Il suo sentimento religioso, i suoi comportamenti abituali, consolare il pianto dell’orfano, prestare assistenza all’infermo, dare da mangiare all’affamato, il suo carattere amabile nonostante le sue ricche origini, ricordava a distanza di un secolo San Francesco d’Assisi a cui Rocco era devoto.
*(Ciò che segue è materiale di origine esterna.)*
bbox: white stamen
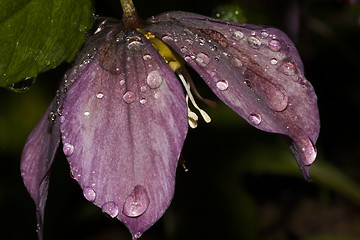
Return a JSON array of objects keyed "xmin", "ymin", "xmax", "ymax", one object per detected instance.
[{"xmin": 176, "ymin": 71, "xmax": 211, "ymax": 126}]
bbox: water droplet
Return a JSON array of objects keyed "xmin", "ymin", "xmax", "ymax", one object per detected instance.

A siffatte qualità d’animo con armonia si univano mirabili doti della mente grazie alla formazione sino all’età di vent’anni presso l’università di Montpellier, a cui affluivano giovani da ogni angolo della Francia. Perduti i genitori in giovane età, distribuì i suoi averi ai poveri e s’incamminò in pellegrinaggio verso Roma.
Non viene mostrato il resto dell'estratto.